(Photo credit: Andrei Dimofte/WikiCommons)
Elham Asaad Buaras
An American airline was fined $50,000 last month for ordering Muslim passengers off its aircraft even after its own security officials cleared them to travel.
Delta Air Lines denied that it discriminated against the three passengers in two separate incidents but agreed it could have handled the situations differently.
The US Transportation Department alleged that the Atlanta-based airline violated anti-discrimination laws by evicting the passengers and ordered the airline to provide cultural-sensitivity training to pilots, flight attendants and customer-service agents involved in the incidents.
In one of the cases, in July 2016 in Paris, a passenger told a flight attendant that a couple made her nervous. The woman was wearing a hijab, and – the other passengers claimed – the man inserted something in his phone.
The flight attendant said she walked by and saw the man writing ‘Allah’ several times while texting on his phone.
At the captain’s request, a Delta supervisor and security officer interviewed the couple outside the plane.
Delta’s corporate security officials reported that the couple were US citizens returning home to Cincinnati and ‘raised no red flags,’ and they were cleared to fly, according to the consent order.
But the captain refused to let them re-board the plane; they flew home the next day.
The Transportation Department said it appears that the couple would have been allowed to fly but for their ‘perceived religion.’
The couple was not named in the consent order, but their representatives identified them as Faisal and Nazia Ali from Cincinnati, Ohio. The other case in the consent order occurred five days later in Amsterdam.
Flight attendants and passengers complained about a Muslim passenger, but the co-pilot saw nothing unusual about the man, and Delta’s security office said his record raised no concern.
The captain prepared to begin the New York-bound flight, then returned to the gate and had the man and his bags removed and the area around his seat searched.
The man was not subjected to additional screening before boarding a later flight, which the Transportation Department said showed that his removal from the first flight was discriminatory.

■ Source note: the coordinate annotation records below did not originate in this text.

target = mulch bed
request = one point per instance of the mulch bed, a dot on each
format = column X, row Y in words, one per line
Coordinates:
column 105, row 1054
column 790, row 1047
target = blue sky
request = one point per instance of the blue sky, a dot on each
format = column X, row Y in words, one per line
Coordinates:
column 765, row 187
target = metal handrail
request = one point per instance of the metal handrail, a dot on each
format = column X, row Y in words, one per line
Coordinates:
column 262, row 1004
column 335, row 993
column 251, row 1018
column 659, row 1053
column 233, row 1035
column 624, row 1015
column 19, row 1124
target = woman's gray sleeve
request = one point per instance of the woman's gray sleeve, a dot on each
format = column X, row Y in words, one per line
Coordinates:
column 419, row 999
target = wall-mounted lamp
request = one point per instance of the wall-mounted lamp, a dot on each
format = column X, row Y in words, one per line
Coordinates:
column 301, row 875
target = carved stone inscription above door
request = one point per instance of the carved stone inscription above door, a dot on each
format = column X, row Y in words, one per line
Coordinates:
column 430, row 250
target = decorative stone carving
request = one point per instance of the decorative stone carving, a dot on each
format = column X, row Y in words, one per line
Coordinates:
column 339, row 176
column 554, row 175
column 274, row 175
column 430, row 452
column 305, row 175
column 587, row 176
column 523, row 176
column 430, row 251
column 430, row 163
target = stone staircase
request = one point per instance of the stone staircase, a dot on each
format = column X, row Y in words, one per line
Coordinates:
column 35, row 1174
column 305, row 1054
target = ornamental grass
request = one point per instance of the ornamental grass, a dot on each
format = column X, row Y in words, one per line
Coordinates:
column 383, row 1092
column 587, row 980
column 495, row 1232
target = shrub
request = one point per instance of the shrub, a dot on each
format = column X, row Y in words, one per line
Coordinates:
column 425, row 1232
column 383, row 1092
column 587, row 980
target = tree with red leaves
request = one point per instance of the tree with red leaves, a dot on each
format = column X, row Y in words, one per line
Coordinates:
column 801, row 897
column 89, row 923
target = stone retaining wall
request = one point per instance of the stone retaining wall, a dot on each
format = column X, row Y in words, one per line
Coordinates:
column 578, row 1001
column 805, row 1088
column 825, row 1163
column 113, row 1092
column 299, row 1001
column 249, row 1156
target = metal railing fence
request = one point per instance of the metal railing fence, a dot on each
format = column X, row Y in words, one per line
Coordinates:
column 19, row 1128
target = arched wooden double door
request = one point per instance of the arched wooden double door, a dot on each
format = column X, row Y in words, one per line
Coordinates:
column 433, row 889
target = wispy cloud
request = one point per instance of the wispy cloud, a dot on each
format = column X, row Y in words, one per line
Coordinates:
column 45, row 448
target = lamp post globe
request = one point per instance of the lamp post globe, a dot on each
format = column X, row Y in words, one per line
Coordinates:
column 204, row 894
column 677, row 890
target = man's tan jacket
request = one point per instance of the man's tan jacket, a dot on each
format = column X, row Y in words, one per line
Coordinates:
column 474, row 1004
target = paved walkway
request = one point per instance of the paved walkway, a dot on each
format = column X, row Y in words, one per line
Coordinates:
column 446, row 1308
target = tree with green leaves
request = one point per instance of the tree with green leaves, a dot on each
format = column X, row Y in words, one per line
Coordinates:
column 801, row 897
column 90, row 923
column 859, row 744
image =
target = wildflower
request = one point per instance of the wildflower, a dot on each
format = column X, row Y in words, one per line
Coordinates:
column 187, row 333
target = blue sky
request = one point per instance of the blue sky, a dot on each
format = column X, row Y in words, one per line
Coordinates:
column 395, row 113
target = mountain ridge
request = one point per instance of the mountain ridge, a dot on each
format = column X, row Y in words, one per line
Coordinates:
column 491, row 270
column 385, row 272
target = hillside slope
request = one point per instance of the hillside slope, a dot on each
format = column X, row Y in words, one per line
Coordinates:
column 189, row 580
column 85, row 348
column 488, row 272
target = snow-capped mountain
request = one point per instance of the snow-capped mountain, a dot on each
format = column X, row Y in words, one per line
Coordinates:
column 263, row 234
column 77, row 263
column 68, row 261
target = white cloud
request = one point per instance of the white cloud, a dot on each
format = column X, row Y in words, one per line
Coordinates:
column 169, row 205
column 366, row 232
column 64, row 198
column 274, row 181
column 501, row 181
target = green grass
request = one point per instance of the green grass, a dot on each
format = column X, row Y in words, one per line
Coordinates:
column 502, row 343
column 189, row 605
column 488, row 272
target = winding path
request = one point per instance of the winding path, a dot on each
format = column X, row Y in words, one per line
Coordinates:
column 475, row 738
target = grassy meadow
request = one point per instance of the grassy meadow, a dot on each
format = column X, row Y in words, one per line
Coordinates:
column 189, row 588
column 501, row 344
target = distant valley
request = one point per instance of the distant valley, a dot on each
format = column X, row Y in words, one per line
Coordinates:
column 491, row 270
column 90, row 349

The Council on American-Islamic Relations, which represented the Alis, lambasted the fine. Karen Dabdoub, Executive Director of CAI’’s Cincinnati chapter noted Delta earned nearly $4.8 billion last year, and for a company that profitable, “$50,000 is basically a slap on the wrist.”
The government did not explain how the size of the fine was determined but said that it ‘establishes a strong deterrent against future similar unlawful practices by Delta and other airlines. Delta said that in both cases, it acted based on the passengers’ behaviour, not their identity, and its employees acted reasonably.
In the case of the Alis, one of the complaining customers identified herself as a retired safety inspector for the Federal Aviation Administration, the airline said.
The airline said that after the 2016 incidents it improved its procedures for investigating suspicious behaviour to make it ‘more collaborative and objective.’